When Ah, Wilderness, Eugene O’Neill’s comedy-drama about coming of age, was adapted for radio, Walter Huston starred as the newspaper-owner father whose poetry-besotted son is tempted by what passed for the wild side of life in 1906 Connecticut.
Theatre Guild on the Air broadcast the program in 1945, but the show is still set in 1906, when that Connecticut wild life — or the amount of it suited for a 1945 family radio audience — consisted of beer and a blind date arranged by the lad’s older brother’s Yale classmate, who knew “a couple of swift babies from New Haven.”
The radio production made no reference to the 1935 film with Wallace Beery, previewed above via YouTube, Lionel Barrymore and Aline MacMahon, but tipped its hat to George M. Cohan‘s year-long star turn as the father and editor in the play on Broadway and for two years on the road.
The Theatre Guild program had Eugene O’Neill Jr. provide narration for the radioplay. In addition, Huston not only had played another O’Neill father in “Desire Under the Elms,” but was married to newspaper reporter Rhea Gore Huston.
His character, Nat Miller, is owner-publisher of the paper in a “large small town” — the Barrymore role in the movie — who stands up to an irate advertiser whose daughter is being pursued by his son, Richard, writing letters full of quotations from Swinburne and Omar Khayyam.
Reading about socialism as well as romance have led the 17-year-old son to make family-table speeches about “liberty,” and “wage slaves” and July 4 being a farce. But the father defends him against charges of being “dissolute and blasphemous” and corrupting his advertiser’s daughter.
We never get to the newsroom in this domestic drama, but we do learn that the editor has his own copy of the “Rubaiyat of Omar Khayyam” at the office, even if he lets his son know that Swinburne’s sensuality is “a little strong” to be sending to a nice girl.
The bottom line, as a portrayal of a journalist, the play is pleasantly free of negative stereotypes. With one son at Yale and another headed there in the fall (even though he might rather dive right into a newspaper job), the editor is presented literally as a father figure, educated, practical, family-oriented, ethical and thoughtful. He’s not infallible, at least on the subject of bluefish.
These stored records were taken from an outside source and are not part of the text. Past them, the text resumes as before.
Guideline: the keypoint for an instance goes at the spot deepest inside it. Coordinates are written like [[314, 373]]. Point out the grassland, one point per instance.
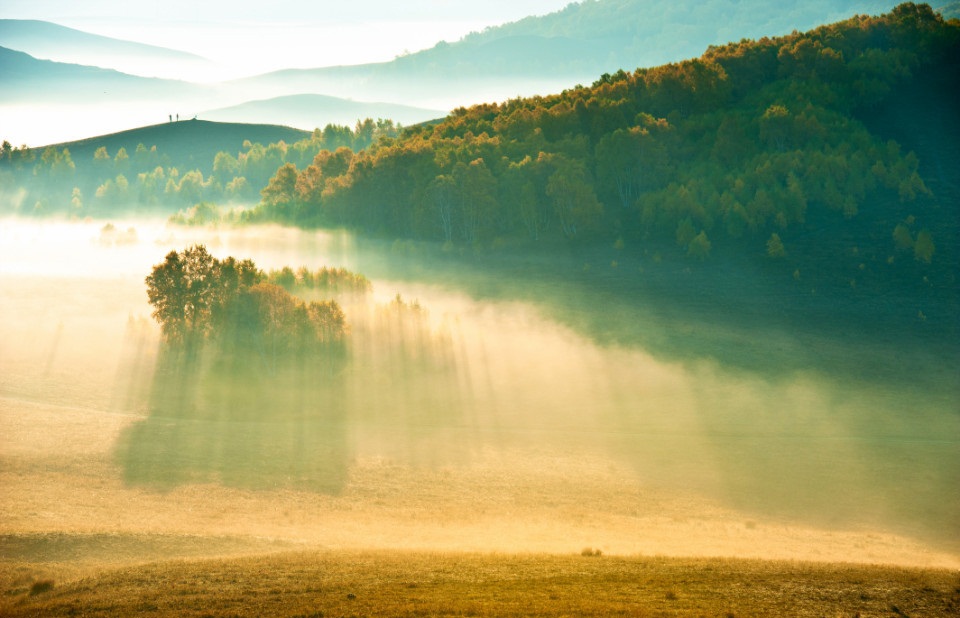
[[346, 583], [485, 516]]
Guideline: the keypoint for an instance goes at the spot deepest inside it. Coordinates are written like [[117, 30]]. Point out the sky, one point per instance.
[[252, 37]]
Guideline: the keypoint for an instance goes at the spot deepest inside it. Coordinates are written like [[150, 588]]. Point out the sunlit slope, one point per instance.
[[310, 111], [779, 154], [187, 144], [416, 584]]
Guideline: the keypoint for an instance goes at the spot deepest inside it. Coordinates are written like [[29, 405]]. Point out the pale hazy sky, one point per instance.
[[254, 36]]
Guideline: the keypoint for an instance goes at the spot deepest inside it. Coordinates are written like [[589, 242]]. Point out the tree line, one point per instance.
[[56, 183], [756, 146]]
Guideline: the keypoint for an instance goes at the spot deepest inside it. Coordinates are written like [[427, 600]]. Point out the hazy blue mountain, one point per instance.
[[310, 111], [51, 41], [29, 80], [539, 55]]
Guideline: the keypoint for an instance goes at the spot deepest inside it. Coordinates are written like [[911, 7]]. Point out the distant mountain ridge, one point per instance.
[[311, 111], [49, 41], [31, 80], [189, 143], [544, 54]]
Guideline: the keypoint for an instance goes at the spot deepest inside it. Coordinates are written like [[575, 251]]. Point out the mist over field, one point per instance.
[[455, 421]]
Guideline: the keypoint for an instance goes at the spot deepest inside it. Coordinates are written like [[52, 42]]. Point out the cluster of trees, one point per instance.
[[57, 183], [199, 299], [328, 280], [759, 145]]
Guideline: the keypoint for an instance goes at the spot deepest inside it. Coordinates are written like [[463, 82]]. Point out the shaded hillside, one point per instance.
[[166, 166], [188, 144], [548, 53], [29, 80], [773, 157], [309, 111]]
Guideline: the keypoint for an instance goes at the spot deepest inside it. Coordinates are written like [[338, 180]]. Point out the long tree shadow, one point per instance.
[[240, 426]]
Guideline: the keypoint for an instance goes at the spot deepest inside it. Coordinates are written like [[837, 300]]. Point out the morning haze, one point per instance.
[[683, 340]]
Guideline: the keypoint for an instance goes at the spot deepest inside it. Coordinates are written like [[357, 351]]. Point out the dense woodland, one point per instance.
[[828, 157], [764, 149]]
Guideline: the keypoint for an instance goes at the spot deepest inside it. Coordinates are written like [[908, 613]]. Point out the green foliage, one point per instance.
[[754, 146], [152, 179]]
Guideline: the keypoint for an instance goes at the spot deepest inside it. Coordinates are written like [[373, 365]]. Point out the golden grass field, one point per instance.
[[422, 525]]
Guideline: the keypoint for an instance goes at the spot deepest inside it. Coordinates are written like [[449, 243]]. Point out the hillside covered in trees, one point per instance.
[[830, 156], [164, 167]]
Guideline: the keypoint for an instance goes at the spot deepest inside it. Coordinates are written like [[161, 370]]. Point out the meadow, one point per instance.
[[699, 488]]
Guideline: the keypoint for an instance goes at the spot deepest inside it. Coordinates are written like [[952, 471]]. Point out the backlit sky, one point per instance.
[[250, 37]]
But, significantly, he is not the alcoholic in the family, one of Hollywood’s favorite cliches about newspapermen. (In fact, the inebriated uncle is less of the story in the radio adaptation than he was in the movie, where Wallace Beery received top billing over Lionel Barrymore as the father.)
Note: Some sources of information on the radio program spell its name “Theater Guild,” but the parent organization uses the “Theatre Guild” spelling. I have never seen a printed script, “U.S. Steel Hour” press release, or transcription disc label to determine whether the radio industry departed from that spelling.